Kitabı oku: «Sans Coup Ferir », sayfa 3
CHAPITRE QUATRE
Le colonel Dutch Adams regardait fixement par la fenêtre de son bureau. Il avait une bonne vue de la base militaire d’ici. Il voyait même le terrain vague où le sergent Worthing avait été assassiné ce matin.
— Bordel de merde, murmura-t-il entre ses dents.
Moins de deux semaines plus tôt, le sergent Rolsky avait été assassiné de la même manière.
Et une semaine avant, c’était le sergent Fraser.
Et maintenant Worthing.
Trois bons sergents instructeurs.
Quel gâchis, pensa-t-il.
Pour le moment, les agents de la Division des affaires criminelles n’avaient rien trouvé.
Adams se demandait…
Comment est-ce que j’ai fait pour échouer ici ?
Il avait eu une bonne carrière. Il portait ses médailles avec fierté — la légion du mérite, trois étoiles de bronze, des médailles pour service méritoire, une citation à l’ordre de la division et quelques autres.
En regardant par la fenêtre, il pensa à sa vie.

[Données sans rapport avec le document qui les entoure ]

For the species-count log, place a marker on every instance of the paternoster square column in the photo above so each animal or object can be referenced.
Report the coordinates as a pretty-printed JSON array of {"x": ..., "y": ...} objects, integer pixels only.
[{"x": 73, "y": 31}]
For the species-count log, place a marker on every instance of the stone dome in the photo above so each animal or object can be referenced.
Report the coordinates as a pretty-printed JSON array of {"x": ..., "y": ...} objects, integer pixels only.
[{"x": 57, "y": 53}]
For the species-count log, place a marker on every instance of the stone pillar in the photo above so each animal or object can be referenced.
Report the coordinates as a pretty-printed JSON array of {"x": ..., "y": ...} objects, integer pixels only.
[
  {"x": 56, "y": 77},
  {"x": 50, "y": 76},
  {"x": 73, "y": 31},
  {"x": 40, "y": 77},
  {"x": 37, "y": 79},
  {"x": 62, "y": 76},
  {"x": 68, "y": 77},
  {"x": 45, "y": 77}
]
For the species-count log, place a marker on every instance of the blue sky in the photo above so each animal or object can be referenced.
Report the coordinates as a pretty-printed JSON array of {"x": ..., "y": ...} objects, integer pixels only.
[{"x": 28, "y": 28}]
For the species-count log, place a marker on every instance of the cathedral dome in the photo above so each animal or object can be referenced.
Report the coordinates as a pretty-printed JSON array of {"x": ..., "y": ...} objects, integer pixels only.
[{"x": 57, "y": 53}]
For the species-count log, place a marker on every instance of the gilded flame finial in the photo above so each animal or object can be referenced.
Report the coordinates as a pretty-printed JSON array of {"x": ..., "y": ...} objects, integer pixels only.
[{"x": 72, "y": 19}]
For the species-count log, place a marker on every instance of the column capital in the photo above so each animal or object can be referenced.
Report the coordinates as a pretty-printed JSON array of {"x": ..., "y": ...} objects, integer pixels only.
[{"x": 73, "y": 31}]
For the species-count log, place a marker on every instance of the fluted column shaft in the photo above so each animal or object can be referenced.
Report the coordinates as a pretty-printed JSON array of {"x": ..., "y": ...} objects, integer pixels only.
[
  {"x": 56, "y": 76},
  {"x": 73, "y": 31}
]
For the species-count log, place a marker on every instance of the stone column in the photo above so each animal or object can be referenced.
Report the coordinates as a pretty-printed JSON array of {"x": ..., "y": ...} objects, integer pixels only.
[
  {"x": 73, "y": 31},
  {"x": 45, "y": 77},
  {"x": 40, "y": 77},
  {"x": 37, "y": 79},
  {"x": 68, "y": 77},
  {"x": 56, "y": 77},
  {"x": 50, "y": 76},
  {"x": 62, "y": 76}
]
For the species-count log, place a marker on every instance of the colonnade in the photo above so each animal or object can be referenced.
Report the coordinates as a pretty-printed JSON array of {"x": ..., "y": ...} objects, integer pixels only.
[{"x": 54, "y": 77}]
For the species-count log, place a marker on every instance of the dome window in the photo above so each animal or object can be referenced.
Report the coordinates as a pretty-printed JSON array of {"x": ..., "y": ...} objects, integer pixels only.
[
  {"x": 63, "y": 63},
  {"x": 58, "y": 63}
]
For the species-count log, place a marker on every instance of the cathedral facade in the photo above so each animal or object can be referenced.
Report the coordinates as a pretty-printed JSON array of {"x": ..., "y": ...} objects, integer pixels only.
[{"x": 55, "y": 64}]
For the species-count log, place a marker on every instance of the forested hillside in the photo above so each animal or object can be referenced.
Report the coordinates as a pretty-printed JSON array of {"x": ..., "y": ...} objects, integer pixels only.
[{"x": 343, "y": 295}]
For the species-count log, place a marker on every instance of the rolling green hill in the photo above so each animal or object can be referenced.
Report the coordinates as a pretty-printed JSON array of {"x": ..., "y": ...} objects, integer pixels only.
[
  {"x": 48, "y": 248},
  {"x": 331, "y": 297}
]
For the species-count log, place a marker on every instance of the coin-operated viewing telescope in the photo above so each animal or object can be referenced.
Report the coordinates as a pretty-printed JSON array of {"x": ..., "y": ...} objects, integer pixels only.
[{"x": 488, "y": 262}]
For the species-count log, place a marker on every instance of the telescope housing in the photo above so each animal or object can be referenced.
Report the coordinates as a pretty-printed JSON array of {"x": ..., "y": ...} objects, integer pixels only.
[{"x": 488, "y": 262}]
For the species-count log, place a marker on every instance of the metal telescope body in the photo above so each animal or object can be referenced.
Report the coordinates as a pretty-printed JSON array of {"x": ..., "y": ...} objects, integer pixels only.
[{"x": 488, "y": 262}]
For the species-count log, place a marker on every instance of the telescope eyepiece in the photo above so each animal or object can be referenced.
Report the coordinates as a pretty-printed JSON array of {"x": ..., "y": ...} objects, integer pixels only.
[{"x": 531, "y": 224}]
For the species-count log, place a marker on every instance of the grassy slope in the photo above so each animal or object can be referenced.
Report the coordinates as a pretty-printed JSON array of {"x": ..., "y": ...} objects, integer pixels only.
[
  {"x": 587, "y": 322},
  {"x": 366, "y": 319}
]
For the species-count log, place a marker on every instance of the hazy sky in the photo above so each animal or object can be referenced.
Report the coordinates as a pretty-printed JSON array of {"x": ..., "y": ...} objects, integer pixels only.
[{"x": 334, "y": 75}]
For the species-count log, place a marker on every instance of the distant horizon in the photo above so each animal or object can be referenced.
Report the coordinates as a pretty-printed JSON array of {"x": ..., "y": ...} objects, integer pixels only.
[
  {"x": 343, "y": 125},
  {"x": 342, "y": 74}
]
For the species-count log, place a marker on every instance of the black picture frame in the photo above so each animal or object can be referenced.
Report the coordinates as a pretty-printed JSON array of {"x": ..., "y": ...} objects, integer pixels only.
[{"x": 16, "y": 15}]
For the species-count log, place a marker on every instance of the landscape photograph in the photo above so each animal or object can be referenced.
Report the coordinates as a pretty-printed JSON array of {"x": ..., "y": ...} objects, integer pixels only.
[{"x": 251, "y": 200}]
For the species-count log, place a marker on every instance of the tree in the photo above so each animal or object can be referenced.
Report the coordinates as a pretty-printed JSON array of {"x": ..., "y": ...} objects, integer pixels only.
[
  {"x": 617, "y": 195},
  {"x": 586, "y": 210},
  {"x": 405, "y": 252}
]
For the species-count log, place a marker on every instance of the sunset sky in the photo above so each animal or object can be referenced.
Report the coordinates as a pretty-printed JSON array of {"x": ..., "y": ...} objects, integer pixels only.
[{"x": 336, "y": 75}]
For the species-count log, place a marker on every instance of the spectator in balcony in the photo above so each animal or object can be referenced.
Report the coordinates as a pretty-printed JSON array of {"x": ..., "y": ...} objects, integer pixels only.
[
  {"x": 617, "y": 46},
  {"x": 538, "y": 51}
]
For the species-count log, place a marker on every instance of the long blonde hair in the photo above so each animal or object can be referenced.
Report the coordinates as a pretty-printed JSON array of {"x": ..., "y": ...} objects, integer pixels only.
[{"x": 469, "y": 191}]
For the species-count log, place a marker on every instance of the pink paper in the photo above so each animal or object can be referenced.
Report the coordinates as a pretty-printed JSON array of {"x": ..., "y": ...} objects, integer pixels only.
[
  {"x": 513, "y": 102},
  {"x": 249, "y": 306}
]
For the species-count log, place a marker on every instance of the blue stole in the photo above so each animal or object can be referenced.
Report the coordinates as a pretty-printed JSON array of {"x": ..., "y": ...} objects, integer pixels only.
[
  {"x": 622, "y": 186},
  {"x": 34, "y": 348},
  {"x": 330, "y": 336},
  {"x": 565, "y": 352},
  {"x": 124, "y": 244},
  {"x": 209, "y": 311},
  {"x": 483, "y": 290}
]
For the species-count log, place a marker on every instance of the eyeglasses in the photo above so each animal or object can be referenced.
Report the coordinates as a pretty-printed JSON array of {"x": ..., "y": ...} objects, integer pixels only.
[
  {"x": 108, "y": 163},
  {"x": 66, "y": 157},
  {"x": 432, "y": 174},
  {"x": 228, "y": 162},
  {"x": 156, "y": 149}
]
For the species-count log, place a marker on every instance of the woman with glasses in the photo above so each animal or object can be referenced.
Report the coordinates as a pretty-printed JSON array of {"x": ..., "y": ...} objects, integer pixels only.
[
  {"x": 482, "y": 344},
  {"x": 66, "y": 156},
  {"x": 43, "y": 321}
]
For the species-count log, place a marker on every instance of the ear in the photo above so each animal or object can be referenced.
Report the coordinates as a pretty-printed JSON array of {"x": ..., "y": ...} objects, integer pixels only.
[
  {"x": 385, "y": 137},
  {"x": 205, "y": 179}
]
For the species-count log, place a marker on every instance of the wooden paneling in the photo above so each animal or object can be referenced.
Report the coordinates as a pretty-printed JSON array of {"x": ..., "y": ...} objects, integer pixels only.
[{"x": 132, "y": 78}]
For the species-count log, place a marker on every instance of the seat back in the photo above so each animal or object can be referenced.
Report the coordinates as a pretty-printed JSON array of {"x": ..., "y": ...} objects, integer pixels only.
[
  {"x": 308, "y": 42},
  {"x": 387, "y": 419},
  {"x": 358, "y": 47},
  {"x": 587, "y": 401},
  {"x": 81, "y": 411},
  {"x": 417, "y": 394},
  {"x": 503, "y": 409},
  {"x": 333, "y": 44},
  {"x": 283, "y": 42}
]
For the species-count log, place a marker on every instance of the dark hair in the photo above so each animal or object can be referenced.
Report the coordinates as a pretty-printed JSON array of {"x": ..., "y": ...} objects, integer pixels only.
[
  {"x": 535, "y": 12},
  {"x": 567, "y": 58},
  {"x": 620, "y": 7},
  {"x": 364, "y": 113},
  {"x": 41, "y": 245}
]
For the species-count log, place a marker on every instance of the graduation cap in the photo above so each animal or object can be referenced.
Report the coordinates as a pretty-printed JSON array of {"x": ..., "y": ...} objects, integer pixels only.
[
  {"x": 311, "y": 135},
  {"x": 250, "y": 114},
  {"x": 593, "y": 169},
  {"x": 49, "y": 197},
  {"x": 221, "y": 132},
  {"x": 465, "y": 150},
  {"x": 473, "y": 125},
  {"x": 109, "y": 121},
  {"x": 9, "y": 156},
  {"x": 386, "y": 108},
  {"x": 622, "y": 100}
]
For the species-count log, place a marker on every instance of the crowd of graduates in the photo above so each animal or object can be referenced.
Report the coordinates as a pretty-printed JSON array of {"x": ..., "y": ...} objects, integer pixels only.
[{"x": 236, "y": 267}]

De quand dataient ses meilleurs souvenirs ?
Sûrement de son service en temps de guerre en Irak, pendant les opérations Desert Storm et Enduring Freedom.
Et ses pires souvenirs ?
Peut-être de la redoutable routine académique à laquelle il avait dû se soumettre pour obtenir le commandement d’une unité.
Ou peut-être des cours qu’il avait lui-même donnés.
Mais rien n’était pire que de commander cet endroit.
Rester assis derrière son bureau, remplir des dossiers et organiser des réunions – c’était ça, le pire.
Mais il avait eu des bons moments.
Il avait sacrifié sa vie privée à sa carrière – trois divorces et sept enfants adultes qui ne lui parlaient presque plus. Il n’était même pas sûr de savoir combien il avait de petits-enfants.
C’était normal.
L’armée avait toujours été sa vraie famille.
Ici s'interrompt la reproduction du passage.